ガメラの様子もちょっと変。付き合ってた時期があったのは、ガメラがシオリのことを、
-
『シオ』
こう呼んでるだけでもわかる。一度は切れたにしろ、こうやってわざわざお見舞いに来てくれて、病室に轟く大号泣とあの大絶叫、
-
『良かった、良かった、本当に良かった、生きてさえいればイイの。後は任せといて、寝たきりでも一生面倒私が見るから。絶対私が見るから安心して、もう大丈夫だから』
これ叫んだのは女神様のシオリやぞ。シオリにそこまで言わせてヨリを戻さへん男なんてこの世におらへんやろ。それやのにウチの顔を見るたびに、
-
「なんでユッキーはシオが見舞いに来る時に顔出してくれへんのよ。そうしてくれたら、シオもちょっとは落ち着いてくれるのに。ボクは病人やぞ、これじゃあ治るものも治らんようになるわい」
そんなことを考えてる時に突然ウチの頭の中にエレギオンのイメージが湧いてきたの。なにか深刻な話を次座の女神としてる。話の内容はほとんどわからへんねんけんど、ウチに課せられたのは、
-
『結ばれれば百日で死ぬ』
なんのこっちゃと思ったけど、イメージは入れ替わり、今度は兵庫津みたい。このシーンは覚えてる。次座の女神と記憶の封印を掛け合った時のもの。ウチはこう言ってる、
-
『一つだけ悪いと思うけど、わたしは主女神を預かる事によって結ばれたら百日で死ぬ呪縛から逃れてしまうの。その代り、心から満足できる想いは二度とできないの』
百日だってウチは構わへん。たとえ一日だって構わへん。たったそれだけのことで、カズ坊と結ばれるんやったら、ウチはなんの悔いもあらへん。ウチは瀕死のカズ坊を救う時に誓ったんや。カズ坊を助けるためやったら、ウチの命を差し出すって。それが百日も結ばれる期間があるんやったら十分やんか。

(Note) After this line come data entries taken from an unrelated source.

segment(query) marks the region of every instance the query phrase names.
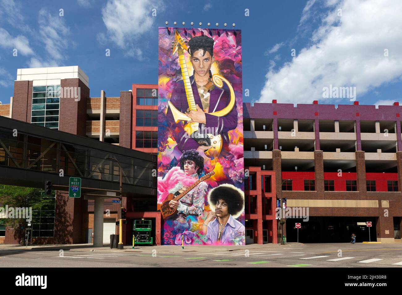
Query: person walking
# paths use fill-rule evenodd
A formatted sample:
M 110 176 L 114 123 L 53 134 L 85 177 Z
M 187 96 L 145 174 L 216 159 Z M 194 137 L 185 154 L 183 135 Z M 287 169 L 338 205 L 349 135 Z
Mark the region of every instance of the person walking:
M 355 244 L 356 242 L 356 235 L 354 234 L 352 234 L 352 236 L 351 238 L 352 238 L 352 240 L 351 241 L 351 244 Z

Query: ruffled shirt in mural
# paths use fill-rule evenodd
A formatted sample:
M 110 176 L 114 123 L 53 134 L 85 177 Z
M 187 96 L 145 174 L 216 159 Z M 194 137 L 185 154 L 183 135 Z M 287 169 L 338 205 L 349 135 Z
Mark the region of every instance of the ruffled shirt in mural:
M 208 244 L 217 243 L 225 245 L 245 245 L 245 231 L 244 226 L 242 223 L 234 218 L 231 215 L 222 231 L 220 240 L 218 241 L 219 222 L 216 219 L 208 224 L 205 239 Z
M 196 173 L 191 176 L 194 178 L 194 182 L 196 181 L 198 175 Z M 174 187 L 169 189 L 169 192 L 174 194 L 183 188 L 183 185 L 179 182 Z M 207 188 L 208 185 L 206 183 L 201 182 L 180 199 L 177 208 L 178 214 L 196 216 L 202 215 L 204 212 L 204 198 Z

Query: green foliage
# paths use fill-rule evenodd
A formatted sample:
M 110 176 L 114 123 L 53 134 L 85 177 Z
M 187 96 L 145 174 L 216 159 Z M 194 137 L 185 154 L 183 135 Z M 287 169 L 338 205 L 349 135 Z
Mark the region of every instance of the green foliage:
M 9 208 L 31 207 L 33 217 L 35 217 L 41 208 L 53 205 L 54 208 L 54 196 L 43 195 L 39 189 L 32 187 L 0 185 L 0 204 L 4 208 L 6 205 L 8 205 Z M 25 226 L 26 219 L 7 218 L 2 221 L 6 226 L 17 229 Z

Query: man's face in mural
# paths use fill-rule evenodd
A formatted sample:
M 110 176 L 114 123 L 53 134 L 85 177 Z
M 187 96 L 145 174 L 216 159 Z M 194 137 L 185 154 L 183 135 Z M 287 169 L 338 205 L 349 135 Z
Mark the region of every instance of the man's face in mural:
M 217 217 L 226 217 L 229 215 L 228 203 L 225 200 L 219 199 L 215 203 L 215 214 Z
M 199 168 L 198 166 L 195 165 L 195 163 L 194 161 L 191 160 L 186 160 L 184 161 L 184 173 L 186 175 L 192 175 L 197 173 L 197 170 Z
M 204 54 L 204 50 L 200 49 L 195 51 L 191 56 L 191 64 L 195 73 L 200 77 L 204 77 L 207 74 L 209 74 L 209 70 L 212 63 L 215 60 L 213 57 L 211 57 L 211 54 L 208 51 L 205 51 Z

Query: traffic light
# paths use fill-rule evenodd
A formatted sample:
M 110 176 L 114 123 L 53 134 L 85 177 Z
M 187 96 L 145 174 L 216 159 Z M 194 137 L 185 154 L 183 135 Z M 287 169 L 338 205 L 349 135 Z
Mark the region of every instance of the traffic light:
M 127 210 L 123 207 L 121 207 L 121 219 L 125 219 L 125 214 L 126 212 L 127 212 Z
M 47 195 L 50 195 L 51 192 L 51 181 L 50 180 L 45 181 L 45 192 Z

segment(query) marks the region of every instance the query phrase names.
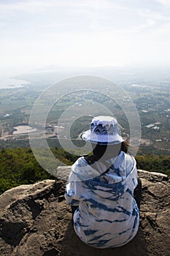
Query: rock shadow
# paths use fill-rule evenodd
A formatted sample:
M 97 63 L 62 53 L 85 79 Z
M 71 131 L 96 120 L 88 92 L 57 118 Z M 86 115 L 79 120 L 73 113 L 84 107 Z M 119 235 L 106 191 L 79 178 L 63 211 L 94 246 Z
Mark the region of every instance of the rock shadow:
M 74 230 L 72 222 L 70 222 L 65 233 L 63 240 L 61 242 L 60 256 L 66 255 L 149 256 L 149 254 L 144 240 L 144 236 L 140 227 L 135 238 L 123 246 L 109 249 L 97 249 L 82 243 Z

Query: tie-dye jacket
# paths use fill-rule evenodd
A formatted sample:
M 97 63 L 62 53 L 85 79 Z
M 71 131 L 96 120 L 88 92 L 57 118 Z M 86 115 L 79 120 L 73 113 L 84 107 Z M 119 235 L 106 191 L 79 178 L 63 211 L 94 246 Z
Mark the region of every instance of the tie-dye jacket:
M 102 163 L 97 163 L 96 170 L 84 157 L 79 158 L 72 165 L 65 194 L 69 204 L 78 206 L 74 214 L 76 233 L 84 243 L 99 248 L 127 244 L 136 236 L 139 222 L 134 199 L 134 158 L 120 151 L 107 164 L 112 165 L 104 173 Z

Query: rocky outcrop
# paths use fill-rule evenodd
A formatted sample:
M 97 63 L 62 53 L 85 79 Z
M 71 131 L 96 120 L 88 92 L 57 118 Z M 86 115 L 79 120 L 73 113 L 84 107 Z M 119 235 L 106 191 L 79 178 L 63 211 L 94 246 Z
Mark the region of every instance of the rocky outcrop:
M 65 181 L 47 180 L 13 188 L 0 196 L 0 255 L 169 256 L 169 178 L 142 170 L 139 176 L 143 187 L 140 227 L 128 244 L 107 249 L 84 244 L 72 227 L 63 196 Z

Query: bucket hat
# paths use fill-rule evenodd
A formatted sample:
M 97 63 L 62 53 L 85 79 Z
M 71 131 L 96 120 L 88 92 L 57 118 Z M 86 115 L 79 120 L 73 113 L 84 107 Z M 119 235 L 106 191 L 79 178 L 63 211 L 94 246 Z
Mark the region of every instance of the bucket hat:
M 99 116 L 92 119 L 90 129 L 82 133 L 82 138 L 95 144 L 119 144 L 124 140 L 118 132 L 119 124 L 114 117 Z

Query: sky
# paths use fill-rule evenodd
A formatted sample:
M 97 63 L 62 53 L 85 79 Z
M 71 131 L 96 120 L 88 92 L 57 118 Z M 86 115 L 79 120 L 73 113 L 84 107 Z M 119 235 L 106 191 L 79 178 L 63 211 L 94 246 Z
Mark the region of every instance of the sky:
M 1 75 L 169 66 L 170 0 L 0 0 Z

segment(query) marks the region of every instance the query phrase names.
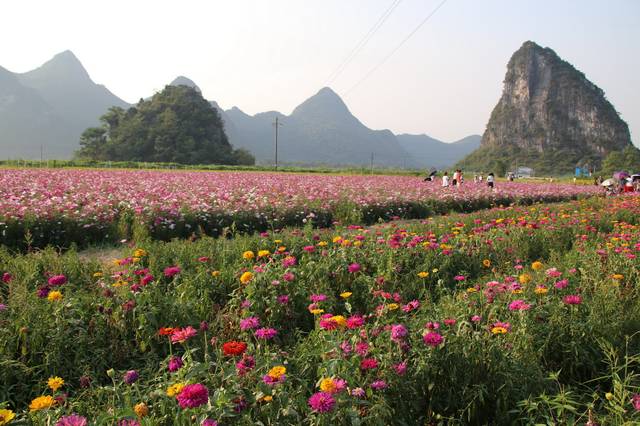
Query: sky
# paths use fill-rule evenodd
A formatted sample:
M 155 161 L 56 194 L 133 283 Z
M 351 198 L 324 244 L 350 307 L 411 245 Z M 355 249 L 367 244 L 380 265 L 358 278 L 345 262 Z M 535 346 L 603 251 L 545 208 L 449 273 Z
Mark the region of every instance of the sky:
M 128 102 L 178 75 L 209 100 L 285 114 L 324 86 L 373 129 L 444 141 L 482 134 L 524 41 L 551 47 L 600 86 L 640 145 L 640 1 L 4 0 L 0 65 L 25 72 L 71 50 Z M 370 72 L 375 68 L 374 72 Z M 355 86 L 355 87 L 354 87 Z

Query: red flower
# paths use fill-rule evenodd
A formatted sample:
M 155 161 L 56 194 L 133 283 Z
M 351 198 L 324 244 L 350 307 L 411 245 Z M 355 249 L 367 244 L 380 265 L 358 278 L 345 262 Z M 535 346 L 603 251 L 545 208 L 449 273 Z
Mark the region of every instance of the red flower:
M 247 350 L 247 344 L 244 342 L 237 342 L 230 340 L 222 345 L 222 353 L 225 356 L 238 356 L 242 355 Z

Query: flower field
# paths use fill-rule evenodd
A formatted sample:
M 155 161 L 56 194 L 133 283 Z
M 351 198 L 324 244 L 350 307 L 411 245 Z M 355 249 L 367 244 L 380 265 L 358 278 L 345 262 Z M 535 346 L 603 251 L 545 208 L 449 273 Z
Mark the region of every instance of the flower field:
M 151 217 L 204 211 L 221 185 L 207 180 L 233 179 L 175 178 L 200 182 L 199 199 L 176 181 L 101 173 L 77 183 L 84 201 L 61 192 L 38 214 L 108 219 L 123 199 Z M 336 208 L 323 194 L 345 187 L 356 203 L 445 197 L 313 178 L 246 177 L 280 182 L 276 208 Z M 225 208 L 269 204 L 256 188 L 227 189 Z M 640 197 L 594 197 L 411 224 L 147 235 L 109 262 L 0 249 L 0 425 L 638 424 L 639 218 Z
M 407 176 L 0 169 L 0 244 L 86 246 L 335 221 L 375 223 L 594 194 L 590 186 L 499 183 L 443 190 Z

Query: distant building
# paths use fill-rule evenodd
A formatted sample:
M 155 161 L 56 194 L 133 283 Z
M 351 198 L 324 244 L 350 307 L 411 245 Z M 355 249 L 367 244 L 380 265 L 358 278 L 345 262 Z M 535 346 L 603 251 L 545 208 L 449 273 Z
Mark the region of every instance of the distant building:
M 516 169 L 516 177 L 533 177 L 533 169 L 531 167 L 520 166 Z

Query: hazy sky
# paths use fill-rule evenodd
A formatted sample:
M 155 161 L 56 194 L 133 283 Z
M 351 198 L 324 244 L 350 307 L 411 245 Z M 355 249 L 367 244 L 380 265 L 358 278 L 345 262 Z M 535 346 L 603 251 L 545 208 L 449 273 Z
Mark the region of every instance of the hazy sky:
M 330 85 L 374 129 L 452 141 L 484 131 L 525 40 L 553 48 L 607 94 L 640 140 L 640 1 L 402 0 Z M 289 114 L 321 87 L 392 0 L 3 0 L 0 65 L 24 72 L 70 49 L 128 102 L 177 75 L 223 108 Z

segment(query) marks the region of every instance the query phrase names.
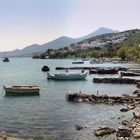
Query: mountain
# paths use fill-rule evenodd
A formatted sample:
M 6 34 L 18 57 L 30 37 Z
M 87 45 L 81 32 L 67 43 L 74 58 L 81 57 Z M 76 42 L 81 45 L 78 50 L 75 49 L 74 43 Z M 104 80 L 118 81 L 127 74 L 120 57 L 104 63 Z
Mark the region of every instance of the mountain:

女神を移すのは前にやったことがある。念じれば良いだけ。移す相手はシオリでエエやろ。つうかとりあえずシオリしかおらへん。シオリもカズ坊好きやったら、ウチの百日が済んでからで我慢してくれ。ウチだってたった百日結ばれただけで、カズ坊を死ぬまで独占する気はあらへんから。

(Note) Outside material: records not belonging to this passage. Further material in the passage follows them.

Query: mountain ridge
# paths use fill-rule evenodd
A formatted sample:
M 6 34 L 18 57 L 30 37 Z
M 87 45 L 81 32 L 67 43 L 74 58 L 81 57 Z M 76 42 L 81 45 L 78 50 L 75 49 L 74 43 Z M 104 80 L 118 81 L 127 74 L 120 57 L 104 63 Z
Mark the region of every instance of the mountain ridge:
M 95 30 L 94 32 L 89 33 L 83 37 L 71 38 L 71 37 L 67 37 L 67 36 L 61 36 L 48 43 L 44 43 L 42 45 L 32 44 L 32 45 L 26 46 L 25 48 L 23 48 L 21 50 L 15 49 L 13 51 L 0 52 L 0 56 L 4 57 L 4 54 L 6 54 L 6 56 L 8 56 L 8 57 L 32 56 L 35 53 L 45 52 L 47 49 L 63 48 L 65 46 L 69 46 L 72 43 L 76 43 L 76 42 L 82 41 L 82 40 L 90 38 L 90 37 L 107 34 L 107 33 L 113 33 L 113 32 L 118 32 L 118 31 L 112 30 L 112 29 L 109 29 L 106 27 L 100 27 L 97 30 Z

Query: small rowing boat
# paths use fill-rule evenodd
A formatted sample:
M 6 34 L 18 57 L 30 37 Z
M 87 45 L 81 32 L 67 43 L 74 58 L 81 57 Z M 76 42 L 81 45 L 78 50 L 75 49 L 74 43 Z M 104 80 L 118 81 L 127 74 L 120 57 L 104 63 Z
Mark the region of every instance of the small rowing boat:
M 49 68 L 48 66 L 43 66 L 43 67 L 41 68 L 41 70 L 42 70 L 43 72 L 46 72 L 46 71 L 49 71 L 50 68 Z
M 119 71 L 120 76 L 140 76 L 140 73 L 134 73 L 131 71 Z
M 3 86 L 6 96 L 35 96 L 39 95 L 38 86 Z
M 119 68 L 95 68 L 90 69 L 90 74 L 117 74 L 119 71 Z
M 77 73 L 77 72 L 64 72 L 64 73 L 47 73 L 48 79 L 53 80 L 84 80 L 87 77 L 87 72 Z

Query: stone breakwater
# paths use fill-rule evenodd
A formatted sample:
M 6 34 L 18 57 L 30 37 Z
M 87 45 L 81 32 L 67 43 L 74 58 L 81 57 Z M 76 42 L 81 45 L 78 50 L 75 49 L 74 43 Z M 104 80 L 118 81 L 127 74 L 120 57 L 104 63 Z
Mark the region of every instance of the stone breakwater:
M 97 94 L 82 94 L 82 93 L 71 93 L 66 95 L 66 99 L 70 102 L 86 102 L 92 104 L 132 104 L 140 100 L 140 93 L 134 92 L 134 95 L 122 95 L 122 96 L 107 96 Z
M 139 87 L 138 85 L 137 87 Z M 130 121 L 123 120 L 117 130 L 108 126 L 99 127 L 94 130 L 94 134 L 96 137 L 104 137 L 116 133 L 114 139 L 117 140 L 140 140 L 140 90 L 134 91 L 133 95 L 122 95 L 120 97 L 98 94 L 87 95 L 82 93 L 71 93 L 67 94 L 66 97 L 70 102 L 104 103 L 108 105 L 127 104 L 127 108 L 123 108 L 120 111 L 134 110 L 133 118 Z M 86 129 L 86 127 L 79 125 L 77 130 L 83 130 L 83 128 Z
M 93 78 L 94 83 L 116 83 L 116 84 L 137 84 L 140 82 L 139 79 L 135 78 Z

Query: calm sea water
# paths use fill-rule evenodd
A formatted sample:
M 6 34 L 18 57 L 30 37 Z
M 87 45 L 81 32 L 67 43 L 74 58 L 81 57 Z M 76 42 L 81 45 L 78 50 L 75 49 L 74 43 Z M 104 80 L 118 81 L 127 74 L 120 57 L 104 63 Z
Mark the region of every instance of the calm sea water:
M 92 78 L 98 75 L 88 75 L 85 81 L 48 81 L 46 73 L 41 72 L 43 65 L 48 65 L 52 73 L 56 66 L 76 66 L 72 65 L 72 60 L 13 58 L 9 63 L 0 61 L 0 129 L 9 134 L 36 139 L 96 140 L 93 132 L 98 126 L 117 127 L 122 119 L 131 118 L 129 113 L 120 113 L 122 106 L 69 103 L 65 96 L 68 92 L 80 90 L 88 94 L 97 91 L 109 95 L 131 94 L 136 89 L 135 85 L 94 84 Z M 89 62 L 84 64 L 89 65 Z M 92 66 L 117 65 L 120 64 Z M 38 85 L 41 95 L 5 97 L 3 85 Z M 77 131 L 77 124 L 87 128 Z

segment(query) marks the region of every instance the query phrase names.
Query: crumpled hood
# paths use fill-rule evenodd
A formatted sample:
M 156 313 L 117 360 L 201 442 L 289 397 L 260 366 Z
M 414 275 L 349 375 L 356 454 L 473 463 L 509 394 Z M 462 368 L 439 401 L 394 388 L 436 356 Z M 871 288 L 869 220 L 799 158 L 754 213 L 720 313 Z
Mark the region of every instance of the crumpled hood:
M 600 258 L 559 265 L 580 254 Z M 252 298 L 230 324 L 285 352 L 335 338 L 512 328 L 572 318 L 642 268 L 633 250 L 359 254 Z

すうっとシオリに主女神が移っていくのはわかった。なんか主女神を移すのは、ウチが百日で死ぬこと以上に重大な事の気もしたけど。今のウチにカズ坊と結ばれる以上に重要な事はあらへん。ほいでもこれでホンマにカズ坊と結ばれるんやろか。カズ坊がホモに転向しとったら困るんもあるし。